5. De gewijzigde beslissing op bezwaar van 29 maart 2018 is niet genomen ter uitvoering van de aangevallen uitspraak. De vernietiging van de aangevallen uitspraak brengt daarom niet met zich mee dat het besluit van 29 maart 2018 ook moet worden vernietigd. Bij dit besluit van 29 maart 2018 heeft het Uwv bepaald dat de betaalde uitkering niet zal worden verhaald op werkgeefster. Ter zitting van de Raad heeft de gemachtigde van het Uwv toegezegd dat de verstrekte WIA-uitkering volledig zal worden ontkoppeld. Werkgeefster kan dan een herzieningsverzoek indienen bij de Belastingdienst en teruggave vragen van de reeds betaalde premies. Onder deze omstandigheden heeft werkgeefster onvoldoende belang bij beoordeling van het besluit van 29 maart 2018. Dit besluit wordt, gelet op de artikelen 6:19, eerste lid, en 6:24 van de Algemene wet bestuursrecht (Awb) niet in de beoordeling betrokken.
6. Werkgeefster heeft het incidenteel hoger beroep niet tijdig ingediend, namelijk niet binnen de op grond van artikel 8:110, tweede lid, van de Awb geldende termijn van zes weken nadat de Raad de gronden van het hoger beroep aan werkgeefster heeft verzonden. Het incidenteel hoger beroep wordt daarom niet-ontvankelijk verklaard.

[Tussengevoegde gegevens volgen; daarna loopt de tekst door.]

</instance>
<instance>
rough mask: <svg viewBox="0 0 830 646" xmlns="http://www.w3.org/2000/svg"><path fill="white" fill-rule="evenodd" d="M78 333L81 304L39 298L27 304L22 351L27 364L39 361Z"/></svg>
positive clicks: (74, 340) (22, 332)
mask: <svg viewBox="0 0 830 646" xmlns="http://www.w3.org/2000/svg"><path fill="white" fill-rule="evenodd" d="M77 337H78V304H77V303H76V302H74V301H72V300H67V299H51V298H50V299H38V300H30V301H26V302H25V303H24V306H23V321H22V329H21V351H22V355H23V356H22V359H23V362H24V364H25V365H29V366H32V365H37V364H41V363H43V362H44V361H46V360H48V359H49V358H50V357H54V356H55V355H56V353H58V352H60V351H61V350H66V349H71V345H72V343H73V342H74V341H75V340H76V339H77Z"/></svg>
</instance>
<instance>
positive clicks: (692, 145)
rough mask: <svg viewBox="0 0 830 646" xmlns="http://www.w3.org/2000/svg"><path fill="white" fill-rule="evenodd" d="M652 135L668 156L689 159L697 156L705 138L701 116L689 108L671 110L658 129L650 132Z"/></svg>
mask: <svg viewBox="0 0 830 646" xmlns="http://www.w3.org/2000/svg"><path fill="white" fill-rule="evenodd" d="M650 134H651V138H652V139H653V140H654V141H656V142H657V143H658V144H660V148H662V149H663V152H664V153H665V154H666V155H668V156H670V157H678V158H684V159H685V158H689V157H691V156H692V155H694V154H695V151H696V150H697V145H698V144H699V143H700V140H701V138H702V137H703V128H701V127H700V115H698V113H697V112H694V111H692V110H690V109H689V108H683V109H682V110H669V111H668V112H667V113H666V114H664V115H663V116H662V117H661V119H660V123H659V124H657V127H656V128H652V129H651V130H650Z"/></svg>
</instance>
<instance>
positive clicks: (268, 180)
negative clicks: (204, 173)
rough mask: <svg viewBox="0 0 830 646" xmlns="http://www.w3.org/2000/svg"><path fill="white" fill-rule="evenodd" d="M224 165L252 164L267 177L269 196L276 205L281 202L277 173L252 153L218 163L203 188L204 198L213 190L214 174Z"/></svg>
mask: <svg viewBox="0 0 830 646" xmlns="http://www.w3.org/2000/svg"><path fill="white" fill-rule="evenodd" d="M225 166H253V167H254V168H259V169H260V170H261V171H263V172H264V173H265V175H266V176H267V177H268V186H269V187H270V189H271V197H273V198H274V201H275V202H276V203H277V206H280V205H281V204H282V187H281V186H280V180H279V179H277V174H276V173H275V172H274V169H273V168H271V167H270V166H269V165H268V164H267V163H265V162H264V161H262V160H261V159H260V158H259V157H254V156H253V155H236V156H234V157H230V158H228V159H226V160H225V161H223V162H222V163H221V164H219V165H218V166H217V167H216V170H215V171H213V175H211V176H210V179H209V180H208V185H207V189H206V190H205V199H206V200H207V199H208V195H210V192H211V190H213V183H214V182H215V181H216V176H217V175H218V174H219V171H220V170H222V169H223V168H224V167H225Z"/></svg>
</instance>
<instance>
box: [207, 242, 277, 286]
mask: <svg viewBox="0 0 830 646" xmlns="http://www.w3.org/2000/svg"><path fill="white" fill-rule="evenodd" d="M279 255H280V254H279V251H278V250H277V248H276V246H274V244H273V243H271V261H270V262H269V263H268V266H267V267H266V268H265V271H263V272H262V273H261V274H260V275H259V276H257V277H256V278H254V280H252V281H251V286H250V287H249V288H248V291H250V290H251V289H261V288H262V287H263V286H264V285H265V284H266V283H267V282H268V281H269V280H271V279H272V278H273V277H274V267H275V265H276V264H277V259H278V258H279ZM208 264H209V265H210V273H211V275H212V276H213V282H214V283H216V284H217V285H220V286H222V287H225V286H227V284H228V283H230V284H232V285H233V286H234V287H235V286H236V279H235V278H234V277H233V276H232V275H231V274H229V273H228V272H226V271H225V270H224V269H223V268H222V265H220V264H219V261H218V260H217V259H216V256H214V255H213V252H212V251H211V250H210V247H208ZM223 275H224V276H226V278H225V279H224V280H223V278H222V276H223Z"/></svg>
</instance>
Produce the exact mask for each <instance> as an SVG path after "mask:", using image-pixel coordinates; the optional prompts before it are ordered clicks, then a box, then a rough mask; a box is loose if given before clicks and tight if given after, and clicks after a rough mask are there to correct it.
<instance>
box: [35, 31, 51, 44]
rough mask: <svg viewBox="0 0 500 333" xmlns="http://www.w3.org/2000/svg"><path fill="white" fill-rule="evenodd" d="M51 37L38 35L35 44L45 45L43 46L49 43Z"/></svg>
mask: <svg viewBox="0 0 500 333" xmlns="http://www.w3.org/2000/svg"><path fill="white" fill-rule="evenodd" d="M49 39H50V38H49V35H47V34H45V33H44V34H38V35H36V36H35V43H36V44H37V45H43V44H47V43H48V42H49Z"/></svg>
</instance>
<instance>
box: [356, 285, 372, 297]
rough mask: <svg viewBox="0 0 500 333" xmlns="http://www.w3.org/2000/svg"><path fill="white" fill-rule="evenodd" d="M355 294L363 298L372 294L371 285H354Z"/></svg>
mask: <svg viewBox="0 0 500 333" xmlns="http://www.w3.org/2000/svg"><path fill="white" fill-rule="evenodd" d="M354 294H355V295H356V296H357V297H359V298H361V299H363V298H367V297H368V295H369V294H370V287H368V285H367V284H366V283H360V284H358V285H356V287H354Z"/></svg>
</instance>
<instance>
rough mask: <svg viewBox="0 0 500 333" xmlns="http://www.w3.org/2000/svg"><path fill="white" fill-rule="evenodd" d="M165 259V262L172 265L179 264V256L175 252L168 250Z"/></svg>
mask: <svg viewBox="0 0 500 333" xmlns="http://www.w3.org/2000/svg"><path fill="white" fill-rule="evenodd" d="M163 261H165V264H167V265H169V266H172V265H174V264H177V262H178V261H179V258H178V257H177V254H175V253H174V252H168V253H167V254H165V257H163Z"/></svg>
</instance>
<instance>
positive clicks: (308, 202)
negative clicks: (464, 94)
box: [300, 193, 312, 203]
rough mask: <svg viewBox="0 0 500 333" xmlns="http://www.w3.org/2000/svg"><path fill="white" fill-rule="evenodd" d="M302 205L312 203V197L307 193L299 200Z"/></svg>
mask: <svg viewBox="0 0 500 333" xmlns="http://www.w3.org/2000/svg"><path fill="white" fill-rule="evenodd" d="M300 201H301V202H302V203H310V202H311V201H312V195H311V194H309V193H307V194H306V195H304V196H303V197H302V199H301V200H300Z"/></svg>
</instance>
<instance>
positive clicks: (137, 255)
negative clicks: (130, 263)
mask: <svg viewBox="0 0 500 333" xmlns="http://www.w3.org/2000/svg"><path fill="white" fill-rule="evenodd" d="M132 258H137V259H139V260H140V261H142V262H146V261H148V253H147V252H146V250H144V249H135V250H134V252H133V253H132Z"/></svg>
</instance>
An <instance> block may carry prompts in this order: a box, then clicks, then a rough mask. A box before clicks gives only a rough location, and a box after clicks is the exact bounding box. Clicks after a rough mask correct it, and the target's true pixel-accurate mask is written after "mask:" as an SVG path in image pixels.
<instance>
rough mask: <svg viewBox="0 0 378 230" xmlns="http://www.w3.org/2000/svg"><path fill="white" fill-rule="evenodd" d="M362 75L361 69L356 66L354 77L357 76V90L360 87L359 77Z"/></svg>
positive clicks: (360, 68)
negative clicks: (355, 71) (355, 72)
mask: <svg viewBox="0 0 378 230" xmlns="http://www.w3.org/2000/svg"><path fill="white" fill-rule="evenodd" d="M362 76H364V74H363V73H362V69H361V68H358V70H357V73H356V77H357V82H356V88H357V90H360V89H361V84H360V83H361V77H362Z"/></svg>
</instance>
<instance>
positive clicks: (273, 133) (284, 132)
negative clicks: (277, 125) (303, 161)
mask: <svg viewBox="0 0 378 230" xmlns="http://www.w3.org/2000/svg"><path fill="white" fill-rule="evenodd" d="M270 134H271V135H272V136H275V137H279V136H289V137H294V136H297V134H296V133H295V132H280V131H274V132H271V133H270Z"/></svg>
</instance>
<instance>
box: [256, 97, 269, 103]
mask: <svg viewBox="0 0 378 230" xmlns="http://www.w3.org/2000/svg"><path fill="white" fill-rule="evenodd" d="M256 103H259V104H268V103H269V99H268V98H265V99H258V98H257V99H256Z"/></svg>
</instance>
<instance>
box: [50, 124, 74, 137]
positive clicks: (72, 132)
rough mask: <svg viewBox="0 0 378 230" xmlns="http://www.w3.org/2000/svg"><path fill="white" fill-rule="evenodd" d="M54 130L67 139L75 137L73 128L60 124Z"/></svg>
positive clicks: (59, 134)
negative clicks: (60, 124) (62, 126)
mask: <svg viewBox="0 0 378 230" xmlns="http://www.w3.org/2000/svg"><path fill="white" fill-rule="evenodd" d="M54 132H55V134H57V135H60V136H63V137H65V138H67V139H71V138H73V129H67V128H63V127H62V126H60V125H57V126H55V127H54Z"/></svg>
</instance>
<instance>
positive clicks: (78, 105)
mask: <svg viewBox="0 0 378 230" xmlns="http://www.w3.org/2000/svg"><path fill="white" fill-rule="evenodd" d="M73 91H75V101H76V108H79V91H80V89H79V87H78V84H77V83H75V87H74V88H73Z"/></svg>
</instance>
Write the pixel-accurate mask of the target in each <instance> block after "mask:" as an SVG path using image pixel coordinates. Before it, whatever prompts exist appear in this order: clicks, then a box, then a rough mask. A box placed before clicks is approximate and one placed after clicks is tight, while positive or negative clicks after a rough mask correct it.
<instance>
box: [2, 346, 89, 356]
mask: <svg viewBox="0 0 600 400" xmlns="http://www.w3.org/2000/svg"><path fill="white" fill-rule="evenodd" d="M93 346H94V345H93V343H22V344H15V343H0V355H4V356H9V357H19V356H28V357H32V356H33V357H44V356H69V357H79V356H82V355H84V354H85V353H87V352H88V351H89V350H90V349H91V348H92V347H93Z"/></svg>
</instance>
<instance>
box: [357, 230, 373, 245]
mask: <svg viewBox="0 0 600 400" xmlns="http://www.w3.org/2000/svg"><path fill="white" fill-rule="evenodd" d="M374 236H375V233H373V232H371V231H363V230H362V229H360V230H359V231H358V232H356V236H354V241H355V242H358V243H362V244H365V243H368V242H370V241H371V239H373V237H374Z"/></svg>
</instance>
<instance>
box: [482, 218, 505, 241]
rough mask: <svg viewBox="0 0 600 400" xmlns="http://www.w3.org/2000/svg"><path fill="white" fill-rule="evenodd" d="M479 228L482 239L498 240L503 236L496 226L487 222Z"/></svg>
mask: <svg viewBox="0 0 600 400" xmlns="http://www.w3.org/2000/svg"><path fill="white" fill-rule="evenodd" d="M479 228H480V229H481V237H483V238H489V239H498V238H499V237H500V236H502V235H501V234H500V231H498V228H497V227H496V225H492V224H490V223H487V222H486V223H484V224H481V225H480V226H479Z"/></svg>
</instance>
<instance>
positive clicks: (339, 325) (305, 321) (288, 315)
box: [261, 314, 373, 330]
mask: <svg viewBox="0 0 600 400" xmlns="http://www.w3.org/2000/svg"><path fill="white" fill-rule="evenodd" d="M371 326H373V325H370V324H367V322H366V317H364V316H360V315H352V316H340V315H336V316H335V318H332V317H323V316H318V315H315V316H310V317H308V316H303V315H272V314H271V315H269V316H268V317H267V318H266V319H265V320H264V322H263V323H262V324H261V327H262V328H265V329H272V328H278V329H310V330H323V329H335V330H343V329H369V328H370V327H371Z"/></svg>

7. Nu het Uwv in hoger beroep alsnog het standpunt heeft ingenomen dat ten onrechte is vastgesteld dat werknemer met ingang van 10 december 2013 recht heeft op een
WIA-uitkering, bestaat aanleiding het Uwv te veroordelen in de proceskosten van werkgeefster in beroep en hoger beroep. Deze kosten worden begroot op € 2.017,89 in beroep en op € 1.252,50 in hoger beroep.

BESLISSING

De Centrale Raad van Beroep
  • vernietigt de aangevallen uitspraak;
  • verklaart het beroep tegen het besluit van 8 juli 2014 ongegrond;
  • bepaalt dat de Raad van bestuur van het Uitvoeringsinstituut werknemersverzekeringen het in beroep betaalde griffierecht van € 328,- vergoedt;
  • veroordeelt de Raad van bestuur van het Uitvoeringsinstituut werknemersverzekeringen in de proceskosten van werkgeefster tot een bedrag van € 3.270,39;
  • verklaart het incidenteel hoger beroep niet-ontvankelijk.
Deze uitspraak is gedaan door M.C. Bruning als voorzitter en B.M. van Dun en
A.T. de Kwaasteniet als leden, in tegenwoordigheid van W.M. Swinkels als griffier.
De beslissing is uitgesproken in het openbaar op 29 augustus 2018.